Golden Grove mine
- Interactive map of Golden Grove mine
- Location: Yalgoo, Western Australia, Australia; 28°44′41″S 116°56′38″E﻿ / ﻿28.74472°S 116.94389°E;
- Products: Copper concentrate Zinc concentrate
- Production: Copper: 18,100 tonnes Gold: 14,000 ounces Lead: 1,170 tonnes Silver: 775,000 ounces Zinc: 51,500 tonnes
- Financial year: 2023
- Discovered: 1971
- Opened: 1990
- Company: 29Metals Limited
- Website: www.29metals.com/assets/golden-grove
- Acquired: 2021

= Golden Grove mine =

Mine in Western Australia

The Golden Grove mine is a copper, lead, silver, zinc and gold mine located 52 km south-southeast of Yalgoo, Western Australia. It is operated by 29Metals Limited after a 2021 divestment by EMR Capital.

==History==
The mine was originally owned by Australian Consolidated Minerals Pty Ltd before passing into the ownership of Normandy Poseidon Ltd in November 1991. Normandy, now renamed Normandy Mining Ltd, was acquired by Newmont Australia Ltd in February 2002.

Newmont passed on the mine to Oxiana Limited in June 2005 for A$265 million and Oxiana merged with Zinifex to form OZ Minerals in mid-2008. OZ Minerals had to sell Golden Grove in June 2009 to China Minmetals, like almost all its other mines, when the company was hit by severe financial difficulties.

Golden Grove currently consists of two operations that are 3 km apart, the Gossan Hill underground mine and the Scuddles underground mine, which both produce zinc, copper, lead, silver and gold. The Gossan Hill deposit was discovered in 1971, and the Scuddles deposit was discovered in 1979.

In 2008, the mine's revenue was A$266.2 million and had a segment operating result of A$72.1 million.

In June 2009, OZ Minerals announced that a trunnion bearing failure on its mill at Golden Grove had put the mill out of service for almost a month, shortly before the approval of the sale of the mine, but operations resumed in July 2009.

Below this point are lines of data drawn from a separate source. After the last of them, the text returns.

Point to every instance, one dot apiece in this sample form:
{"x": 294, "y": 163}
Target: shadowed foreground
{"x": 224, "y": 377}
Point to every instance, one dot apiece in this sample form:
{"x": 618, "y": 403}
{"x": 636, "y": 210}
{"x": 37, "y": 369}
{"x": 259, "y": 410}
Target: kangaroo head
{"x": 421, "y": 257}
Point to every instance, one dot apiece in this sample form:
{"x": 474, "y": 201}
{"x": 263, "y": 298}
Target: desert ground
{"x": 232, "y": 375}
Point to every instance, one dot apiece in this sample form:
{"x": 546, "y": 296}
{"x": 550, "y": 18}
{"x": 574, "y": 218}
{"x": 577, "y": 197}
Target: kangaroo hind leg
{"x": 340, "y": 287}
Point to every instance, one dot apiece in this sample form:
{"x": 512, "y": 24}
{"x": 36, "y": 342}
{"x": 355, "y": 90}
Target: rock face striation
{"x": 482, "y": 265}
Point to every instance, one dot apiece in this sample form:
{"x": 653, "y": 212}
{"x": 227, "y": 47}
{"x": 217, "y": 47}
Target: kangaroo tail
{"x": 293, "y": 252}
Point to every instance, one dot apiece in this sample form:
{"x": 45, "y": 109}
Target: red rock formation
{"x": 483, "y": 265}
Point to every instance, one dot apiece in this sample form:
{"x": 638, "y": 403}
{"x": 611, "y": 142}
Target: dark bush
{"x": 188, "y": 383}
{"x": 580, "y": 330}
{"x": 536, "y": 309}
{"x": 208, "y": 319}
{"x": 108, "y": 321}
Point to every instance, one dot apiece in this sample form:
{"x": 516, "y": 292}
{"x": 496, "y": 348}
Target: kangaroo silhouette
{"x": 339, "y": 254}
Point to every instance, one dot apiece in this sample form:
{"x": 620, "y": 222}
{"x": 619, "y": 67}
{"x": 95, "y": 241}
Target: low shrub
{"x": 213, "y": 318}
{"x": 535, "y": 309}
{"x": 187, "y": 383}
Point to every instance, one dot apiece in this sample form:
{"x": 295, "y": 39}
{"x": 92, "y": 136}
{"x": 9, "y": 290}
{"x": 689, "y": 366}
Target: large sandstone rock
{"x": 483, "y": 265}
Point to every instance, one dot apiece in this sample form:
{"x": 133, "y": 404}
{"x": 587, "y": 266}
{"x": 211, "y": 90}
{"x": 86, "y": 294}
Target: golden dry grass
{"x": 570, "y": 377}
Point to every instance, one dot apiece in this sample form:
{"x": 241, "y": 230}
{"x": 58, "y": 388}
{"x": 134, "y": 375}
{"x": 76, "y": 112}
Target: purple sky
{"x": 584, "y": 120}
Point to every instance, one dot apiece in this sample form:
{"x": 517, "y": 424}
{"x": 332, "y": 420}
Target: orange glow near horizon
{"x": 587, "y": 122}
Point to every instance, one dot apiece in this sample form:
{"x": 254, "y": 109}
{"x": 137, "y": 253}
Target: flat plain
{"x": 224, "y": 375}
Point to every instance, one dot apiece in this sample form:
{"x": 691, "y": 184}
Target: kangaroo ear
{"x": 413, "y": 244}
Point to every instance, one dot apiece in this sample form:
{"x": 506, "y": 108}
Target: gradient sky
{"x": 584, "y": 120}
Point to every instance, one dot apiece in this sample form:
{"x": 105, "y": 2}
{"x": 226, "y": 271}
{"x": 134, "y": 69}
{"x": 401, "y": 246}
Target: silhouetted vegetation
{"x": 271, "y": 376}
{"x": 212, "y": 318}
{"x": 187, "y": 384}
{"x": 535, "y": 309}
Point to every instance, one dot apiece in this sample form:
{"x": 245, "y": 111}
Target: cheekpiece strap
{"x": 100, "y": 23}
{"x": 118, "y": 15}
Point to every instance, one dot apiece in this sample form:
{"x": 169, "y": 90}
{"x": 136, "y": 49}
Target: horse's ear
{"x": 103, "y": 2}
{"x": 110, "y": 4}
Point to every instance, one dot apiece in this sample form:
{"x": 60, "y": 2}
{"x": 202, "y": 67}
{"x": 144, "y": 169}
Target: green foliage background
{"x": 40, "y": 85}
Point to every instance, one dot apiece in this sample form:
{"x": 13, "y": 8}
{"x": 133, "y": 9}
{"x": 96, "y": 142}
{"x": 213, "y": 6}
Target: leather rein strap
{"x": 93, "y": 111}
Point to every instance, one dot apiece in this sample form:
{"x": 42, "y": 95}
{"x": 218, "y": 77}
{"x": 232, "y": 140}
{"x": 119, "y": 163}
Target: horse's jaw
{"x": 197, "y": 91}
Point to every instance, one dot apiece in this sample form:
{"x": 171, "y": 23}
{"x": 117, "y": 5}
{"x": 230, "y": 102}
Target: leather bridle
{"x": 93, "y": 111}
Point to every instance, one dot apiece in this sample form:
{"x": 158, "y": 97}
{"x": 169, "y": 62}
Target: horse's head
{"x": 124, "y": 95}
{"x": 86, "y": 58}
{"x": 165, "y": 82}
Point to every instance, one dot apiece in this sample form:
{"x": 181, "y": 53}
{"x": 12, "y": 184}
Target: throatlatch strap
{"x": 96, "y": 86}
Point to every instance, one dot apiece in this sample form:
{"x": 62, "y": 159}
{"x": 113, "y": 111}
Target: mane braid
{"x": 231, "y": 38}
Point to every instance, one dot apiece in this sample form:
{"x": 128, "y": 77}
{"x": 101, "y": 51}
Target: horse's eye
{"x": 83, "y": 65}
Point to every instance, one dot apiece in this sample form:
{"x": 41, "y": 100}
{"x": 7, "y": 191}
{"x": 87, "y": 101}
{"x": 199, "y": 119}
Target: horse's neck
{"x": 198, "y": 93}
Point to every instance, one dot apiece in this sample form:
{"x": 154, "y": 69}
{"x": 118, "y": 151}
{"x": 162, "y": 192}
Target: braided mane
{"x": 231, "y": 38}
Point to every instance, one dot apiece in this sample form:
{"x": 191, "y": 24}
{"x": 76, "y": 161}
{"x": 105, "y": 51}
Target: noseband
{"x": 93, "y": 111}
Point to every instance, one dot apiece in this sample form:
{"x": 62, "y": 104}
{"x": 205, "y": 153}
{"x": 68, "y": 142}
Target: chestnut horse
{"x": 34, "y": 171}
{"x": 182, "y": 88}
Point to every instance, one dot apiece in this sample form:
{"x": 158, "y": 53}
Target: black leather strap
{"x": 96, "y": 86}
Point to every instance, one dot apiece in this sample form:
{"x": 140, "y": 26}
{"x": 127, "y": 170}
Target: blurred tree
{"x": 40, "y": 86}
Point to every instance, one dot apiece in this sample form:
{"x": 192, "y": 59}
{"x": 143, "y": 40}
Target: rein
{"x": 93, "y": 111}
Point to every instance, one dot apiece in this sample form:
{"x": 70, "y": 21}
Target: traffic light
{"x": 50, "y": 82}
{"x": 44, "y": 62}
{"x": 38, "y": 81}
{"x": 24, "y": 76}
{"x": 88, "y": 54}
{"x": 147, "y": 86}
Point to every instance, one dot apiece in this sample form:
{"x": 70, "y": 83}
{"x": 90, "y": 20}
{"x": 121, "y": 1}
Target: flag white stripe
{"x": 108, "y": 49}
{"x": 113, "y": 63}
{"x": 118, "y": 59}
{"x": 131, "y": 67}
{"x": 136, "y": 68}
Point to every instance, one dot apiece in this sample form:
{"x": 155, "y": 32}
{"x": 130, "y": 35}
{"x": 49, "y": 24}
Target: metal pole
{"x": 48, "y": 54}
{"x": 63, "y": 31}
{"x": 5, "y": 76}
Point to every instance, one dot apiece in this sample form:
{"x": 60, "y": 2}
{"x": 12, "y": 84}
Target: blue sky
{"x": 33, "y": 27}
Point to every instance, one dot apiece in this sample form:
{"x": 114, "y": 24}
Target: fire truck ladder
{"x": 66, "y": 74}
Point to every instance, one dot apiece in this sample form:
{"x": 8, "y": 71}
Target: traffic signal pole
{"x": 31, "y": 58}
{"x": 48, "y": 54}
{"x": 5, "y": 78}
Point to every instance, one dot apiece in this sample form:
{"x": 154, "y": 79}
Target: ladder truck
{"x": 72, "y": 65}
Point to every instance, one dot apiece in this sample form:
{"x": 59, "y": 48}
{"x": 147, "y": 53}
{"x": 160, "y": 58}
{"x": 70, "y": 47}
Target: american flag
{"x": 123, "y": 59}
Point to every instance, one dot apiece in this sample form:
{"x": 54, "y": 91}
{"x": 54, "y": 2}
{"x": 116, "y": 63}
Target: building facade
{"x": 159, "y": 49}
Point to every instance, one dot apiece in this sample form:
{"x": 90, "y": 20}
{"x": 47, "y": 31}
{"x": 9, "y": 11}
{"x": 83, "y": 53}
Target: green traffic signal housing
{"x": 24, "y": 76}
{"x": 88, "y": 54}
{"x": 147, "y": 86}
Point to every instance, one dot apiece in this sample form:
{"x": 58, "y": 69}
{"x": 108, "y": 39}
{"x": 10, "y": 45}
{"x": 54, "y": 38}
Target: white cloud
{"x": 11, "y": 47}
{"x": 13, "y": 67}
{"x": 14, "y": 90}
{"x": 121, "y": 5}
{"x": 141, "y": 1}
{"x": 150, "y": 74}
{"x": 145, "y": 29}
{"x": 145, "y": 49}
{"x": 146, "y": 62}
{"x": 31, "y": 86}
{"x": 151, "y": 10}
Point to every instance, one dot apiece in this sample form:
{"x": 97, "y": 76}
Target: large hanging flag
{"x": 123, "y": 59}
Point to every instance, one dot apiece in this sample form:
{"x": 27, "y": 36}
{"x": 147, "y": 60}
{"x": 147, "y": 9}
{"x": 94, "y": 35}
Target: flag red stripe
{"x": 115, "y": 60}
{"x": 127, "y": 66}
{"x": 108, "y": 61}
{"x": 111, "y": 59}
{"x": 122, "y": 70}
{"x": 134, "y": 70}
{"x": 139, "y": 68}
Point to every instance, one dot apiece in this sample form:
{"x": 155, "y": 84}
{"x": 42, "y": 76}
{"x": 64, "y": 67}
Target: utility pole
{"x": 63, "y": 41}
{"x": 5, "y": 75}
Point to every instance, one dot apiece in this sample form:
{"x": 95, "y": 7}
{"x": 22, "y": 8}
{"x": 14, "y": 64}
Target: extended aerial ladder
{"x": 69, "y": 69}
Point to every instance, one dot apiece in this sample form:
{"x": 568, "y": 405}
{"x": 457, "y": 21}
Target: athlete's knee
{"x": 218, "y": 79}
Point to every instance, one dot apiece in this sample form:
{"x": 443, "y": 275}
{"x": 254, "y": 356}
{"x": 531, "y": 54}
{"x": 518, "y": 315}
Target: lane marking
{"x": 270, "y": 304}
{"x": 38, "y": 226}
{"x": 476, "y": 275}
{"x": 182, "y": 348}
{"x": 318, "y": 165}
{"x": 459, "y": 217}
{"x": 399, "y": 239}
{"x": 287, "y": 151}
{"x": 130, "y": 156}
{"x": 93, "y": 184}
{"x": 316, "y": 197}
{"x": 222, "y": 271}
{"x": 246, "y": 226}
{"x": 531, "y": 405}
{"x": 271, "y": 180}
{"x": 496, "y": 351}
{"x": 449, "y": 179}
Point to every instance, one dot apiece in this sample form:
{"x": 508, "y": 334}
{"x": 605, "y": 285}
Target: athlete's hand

It was purchased by EMR Capital, a specialist resources private equity manager, who purchased the mine from MMG in February 2017. Minerals and Metals Group was formed after its parent company China Minmetals bought the mine from OZ Minerals in June 2009. Golden Grove was part of a deal in which the Sepon, Century, Rosebery and Avebury Mines, the Dugald River, High Lake, and Izok Lake Projects, as well as some exploration assets were sold for US$1.354 billion by OZ Minerals to China Minmetals.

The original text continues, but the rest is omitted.